Whilst Clayton swept the shops floor, he would bottle up the panic attacks that were brought on by his health condition, as well as the fear of sweeping any mortal shells that would jump out and twist his arm even further.
 
A sales assistant who actually seemed to trust Claytons clinical sweeping work, told him that a customer, who was waiting for the shop to open, had a found a dead sparrow lying just outside the shops front,  upon the pavement. Clayton was then instructed to dispose of the corpse in the nearest bin.  Clayton feared losing his job , if he did not carry out this rather sickening task.

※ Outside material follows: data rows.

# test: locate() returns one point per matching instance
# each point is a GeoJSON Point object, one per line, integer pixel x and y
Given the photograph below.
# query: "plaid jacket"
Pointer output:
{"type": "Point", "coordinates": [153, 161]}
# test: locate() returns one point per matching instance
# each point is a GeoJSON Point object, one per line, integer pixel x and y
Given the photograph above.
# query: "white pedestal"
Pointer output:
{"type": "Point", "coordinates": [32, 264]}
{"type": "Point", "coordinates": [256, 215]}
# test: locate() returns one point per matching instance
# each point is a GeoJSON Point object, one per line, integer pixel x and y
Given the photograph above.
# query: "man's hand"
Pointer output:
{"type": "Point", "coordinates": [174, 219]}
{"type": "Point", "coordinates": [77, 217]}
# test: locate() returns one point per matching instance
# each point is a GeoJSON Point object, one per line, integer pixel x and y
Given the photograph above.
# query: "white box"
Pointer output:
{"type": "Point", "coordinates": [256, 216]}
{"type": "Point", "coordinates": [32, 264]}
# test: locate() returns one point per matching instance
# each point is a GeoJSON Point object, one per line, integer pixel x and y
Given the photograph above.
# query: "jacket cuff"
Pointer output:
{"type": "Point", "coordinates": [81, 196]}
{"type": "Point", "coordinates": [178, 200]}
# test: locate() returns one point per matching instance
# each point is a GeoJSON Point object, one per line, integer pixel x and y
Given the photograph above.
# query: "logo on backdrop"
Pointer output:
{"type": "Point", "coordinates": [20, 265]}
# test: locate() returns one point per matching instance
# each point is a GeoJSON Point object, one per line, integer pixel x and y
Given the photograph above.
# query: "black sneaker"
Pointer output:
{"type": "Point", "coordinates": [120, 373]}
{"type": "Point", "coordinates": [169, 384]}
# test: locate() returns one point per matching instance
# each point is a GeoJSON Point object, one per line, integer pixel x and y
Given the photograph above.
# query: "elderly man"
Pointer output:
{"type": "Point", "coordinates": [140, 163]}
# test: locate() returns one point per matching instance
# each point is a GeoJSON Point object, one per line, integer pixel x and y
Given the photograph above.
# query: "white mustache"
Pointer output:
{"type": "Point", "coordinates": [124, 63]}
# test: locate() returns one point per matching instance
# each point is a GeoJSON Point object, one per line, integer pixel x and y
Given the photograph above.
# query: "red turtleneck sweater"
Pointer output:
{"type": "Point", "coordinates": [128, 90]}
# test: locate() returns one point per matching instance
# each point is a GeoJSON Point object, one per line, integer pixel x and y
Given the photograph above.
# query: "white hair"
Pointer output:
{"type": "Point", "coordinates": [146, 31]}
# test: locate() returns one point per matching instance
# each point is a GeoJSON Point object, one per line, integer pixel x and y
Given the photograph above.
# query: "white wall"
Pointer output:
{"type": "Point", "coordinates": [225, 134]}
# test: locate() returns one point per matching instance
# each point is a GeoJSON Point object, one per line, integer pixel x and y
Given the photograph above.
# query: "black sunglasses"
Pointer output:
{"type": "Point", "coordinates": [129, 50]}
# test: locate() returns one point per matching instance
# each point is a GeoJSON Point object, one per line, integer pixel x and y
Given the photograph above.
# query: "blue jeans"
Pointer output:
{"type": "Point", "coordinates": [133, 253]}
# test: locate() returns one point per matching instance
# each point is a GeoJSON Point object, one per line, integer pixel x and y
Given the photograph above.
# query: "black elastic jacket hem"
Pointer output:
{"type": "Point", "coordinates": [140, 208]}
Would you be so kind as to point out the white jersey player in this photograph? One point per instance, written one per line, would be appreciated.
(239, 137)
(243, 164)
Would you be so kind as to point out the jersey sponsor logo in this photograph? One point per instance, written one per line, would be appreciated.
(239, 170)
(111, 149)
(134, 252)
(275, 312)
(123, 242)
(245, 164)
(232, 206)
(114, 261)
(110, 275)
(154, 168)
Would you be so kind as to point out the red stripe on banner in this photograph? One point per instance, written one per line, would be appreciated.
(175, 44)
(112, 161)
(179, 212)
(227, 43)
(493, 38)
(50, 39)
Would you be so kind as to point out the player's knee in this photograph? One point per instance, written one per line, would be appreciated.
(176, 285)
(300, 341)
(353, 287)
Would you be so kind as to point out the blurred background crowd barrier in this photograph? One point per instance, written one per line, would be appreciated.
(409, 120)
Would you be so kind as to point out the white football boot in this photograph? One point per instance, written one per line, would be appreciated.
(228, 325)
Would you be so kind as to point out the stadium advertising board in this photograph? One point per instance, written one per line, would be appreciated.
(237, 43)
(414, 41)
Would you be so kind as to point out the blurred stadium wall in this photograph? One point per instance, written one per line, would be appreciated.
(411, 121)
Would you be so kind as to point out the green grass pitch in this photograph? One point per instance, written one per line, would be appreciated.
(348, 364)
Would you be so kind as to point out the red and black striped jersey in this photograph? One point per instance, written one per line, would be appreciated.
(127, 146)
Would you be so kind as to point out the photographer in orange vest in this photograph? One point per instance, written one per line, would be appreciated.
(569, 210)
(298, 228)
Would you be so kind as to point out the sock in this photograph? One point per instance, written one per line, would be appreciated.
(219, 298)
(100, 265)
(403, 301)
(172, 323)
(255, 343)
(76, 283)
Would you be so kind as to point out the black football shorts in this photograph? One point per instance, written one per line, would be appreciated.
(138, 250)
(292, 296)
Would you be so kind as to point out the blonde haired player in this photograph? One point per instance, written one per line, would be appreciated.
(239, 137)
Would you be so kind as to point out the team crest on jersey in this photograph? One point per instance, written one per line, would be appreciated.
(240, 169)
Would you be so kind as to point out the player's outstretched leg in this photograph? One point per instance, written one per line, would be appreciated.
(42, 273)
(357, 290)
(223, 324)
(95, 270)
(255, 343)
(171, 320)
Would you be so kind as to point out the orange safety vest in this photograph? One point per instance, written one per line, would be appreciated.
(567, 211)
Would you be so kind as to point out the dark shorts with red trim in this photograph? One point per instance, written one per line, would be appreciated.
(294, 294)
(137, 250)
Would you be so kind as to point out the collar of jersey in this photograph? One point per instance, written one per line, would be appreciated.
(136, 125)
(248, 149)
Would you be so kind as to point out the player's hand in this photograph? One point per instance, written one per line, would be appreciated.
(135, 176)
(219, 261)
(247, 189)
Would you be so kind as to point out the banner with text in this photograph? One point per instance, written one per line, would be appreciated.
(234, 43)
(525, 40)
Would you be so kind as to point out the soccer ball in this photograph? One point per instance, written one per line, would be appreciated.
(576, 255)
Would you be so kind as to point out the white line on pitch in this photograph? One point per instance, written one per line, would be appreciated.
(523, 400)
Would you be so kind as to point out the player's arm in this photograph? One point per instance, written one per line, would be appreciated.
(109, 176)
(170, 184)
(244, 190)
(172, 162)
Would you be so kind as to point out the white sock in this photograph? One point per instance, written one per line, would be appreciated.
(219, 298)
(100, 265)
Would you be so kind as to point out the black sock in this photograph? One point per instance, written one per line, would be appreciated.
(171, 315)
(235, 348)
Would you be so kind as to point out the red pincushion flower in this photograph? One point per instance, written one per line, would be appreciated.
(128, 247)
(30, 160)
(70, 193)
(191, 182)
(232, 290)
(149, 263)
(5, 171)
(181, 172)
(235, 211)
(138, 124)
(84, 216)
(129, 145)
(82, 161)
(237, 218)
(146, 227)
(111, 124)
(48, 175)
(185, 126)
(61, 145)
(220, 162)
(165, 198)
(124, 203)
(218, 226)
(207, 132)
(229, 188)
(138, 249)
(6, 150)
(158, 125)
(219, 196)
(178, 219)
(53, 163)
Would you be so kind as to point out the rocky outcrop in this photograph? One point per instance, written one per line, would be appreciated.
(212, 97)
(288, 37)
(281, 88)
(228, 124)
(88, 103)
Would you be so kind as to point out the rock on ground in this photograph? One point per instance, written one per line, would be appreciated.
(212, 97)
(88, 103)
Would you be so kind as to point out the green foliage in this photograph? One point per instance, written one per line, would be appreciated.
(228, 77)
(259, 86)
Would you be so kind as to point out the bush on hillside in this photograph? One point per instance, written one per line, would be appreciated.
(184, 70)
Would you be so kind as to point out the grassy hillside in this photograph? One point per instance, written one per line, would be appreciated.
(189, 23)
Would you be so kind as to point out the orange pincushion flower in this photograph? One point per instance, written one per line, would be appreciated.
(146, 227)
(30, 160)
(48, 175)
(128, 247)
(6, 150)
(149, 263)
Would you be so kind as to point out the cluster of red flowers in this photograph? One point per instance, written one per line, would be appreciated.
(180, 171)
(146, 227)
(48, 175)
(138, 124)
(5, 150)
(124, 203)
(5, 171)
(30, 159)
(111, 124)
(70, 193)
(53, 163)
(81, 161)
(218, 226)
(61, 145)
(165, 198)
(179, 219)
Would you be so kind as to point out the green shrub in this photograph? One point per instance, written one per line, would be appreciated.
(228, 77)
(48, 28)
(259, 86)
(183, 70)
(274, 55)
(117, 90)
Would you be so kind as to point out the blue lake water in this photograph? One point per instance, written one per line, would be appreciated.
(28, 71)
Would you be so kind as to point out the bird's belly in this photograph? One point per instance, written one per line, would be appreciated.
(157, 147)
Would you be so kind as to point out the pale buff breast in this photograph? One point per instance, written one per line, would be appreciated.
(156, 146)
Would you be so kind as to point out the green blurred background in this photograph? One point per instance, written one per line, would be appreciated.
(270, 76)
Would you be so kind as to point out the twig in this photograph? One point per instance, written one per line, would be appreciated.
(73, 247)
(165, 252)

Clayton did not want to pick up the bird with his bare hands. He therefore, found a dustpan and brush to put the once live sparrow into. When Clayton  found the sparrow, he was struck by how peaceful the little thing looked. It was as if the Sparrow passed over with a gentle smile on its face.
 
Clayton was at the time of his Mums passing,  too upset and traumatised to attend her  funeral. However, now , as he attempted to clear away the fallen sparrow, across the road from the shop, beside a car park, a flowerbed seemed to magically appear. Clayton said a prayer and gently dug a hole with his right hand and then tipped the fallen sparrow into the dark emptiness of the ground, that gradually lit up with a ray of sunshine looping around some treetops.  Clayton could almost step into the peace and quiet of life after life in the ripple of his consciousness.